Bob Olderman

No. 64
- Position: Offensive guard

Personal information
- Born: June 6, 1962 Brookville, Pennsylvania, U.S.
- Died: October 20, 1993 (aged 31) Atlanta, Georgia, U.S.
- Listed height: 6 ft 5 in (1.96 m)
- Listed weight: 262 lb (119 kg)

Career information
- High school: Marist (Brookhaven, Georgia)
- College: Virginia (1980–1984)
- NFL draft: 1985: 4th round, 99th overall pick

Career history
- Kansas City Chiefs (1985); Denver Broncos (1987)*;
- * Offseason or practice squad member only

Awards and highlights
- First-team All-ACC (1984);

Career NFL statistics
- Games played: 16
- Games started: 14
- Stats at Pro Football Reference

= Bob Olderman =

American football player (1962–1993)

Robert Bruce Olderman (June 6, 1962 – October 20, 1993) was an American professional football offensive guard who played one season with the Kansas City Chiefs of the National Football League (NFL). He was selected by the Chiefs in the fourth round of the 1985 NFL draft after playing college football at the University of Virginia.

==Early life and college==
Robert Bruce Olderman was born on June 6, 1962, in Brookville, Pennsylvania.

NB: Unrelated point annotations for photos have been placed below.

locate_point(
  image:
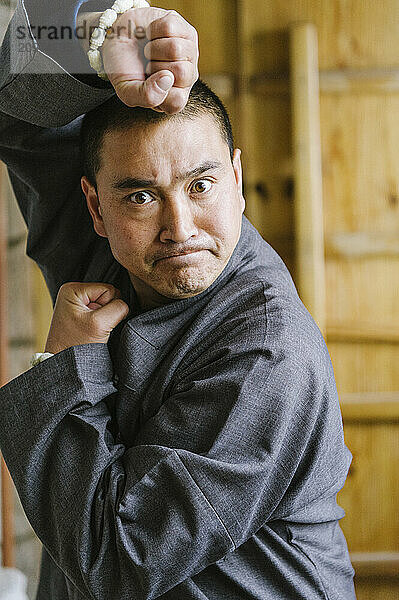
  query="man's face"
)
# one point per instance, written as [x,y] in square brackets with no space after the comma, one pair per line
[170,203]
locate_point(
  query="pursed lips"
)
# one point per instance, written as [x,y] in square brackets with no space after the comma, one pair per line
[176,254]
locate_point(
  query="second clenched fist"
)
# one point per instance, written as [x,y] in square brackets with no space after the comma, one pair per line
[84,313]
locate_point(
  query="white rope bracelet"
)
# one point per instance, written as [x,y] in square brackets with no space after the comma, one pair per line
[98,36]
[39,357]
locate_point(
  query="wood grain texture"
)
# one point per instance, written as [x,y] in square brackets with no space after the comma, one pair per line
[371,493]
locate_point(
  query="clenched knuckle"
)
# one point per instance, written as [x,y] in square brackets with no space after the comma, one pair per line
[175,47]
[181,71]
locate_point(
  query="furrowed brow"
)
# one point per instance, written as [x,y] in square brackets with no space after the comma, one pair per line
[134,182]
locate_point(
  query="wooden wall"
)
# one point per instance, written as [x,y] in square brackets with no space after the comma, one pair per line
[244,55]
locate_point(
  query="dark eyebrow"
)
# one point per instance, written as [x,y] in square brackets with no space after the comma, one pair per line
[134,182]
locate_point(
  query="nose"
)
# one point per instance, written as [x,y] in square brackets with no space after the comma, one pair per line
[177,220]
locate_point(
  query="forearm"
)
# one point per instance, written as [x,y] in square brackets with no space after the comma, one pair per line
[84,493]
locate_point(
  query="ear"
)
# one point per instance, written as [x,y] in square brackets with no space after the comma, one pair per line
[94,206]
[238,175]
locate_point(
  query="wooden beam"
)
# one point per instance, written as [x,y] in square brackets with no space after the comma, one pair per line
[362,244]
[308,174]
[370,406]
[352,333]
[375,564]
[334,81]
[7,489]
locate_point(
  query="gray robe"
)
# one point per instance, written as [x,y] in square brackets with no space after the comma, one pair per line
[198,454]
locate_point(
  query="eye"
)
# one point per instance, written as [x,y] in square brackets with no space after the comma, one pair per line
[140,198]
[202,186]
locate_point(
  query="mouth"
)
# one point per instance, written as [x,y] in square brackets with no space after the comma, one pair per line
[180,255]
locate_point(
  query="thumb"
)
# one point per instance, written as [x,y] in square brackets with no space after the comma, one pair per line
[109,315]
[149,93]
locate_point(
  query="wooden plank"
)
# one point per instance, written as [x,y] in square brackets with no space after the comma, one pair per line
[375,564]
[361,332]
[362,244]
[7,490]
[308,178]
[370,496]
[353,34]
[332,81]
[370,406]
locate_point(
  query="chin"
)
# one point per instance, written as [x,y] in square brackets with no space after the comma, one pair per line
[186,284]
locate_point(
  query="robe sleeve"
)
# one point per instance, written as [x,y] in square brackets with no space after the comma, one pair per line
[41,107]
[249,432]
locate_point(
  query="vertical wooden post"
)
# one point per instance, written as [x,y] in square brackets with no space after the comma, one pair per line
[308,175]
[7,489]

He attended Marist School in Brookhaven, Georgia.

Olderman was a member of the Virginia Cavaliers football team from 1980 to 1984 and a three-year letterman from 1982 to 1984. He was redshirted in 1980. His senior year in 1984, he was a team captain and was named first-team All-ACC by the Associated Press.

==Professional career==
Olderman was selected by the Kansas City Chiefs in the fourth round, with the 99th overall pick, of the 1985 NFL draft. He officially signed with the team on July 19. He played in all 16 games, starting 14, for the Chiefs during his rookie year in 1985. He was released on August 26, 1986.

Olderman signed with the Denver Broncos on May 1, 1987. He was released on September 7, 1987.

==Later life==
Olderman was involved in real estate in Atlanta, Georgia after his NFL career. On October 20, 1993, in Atlanta, he died at the age of 31 from Castleman disease.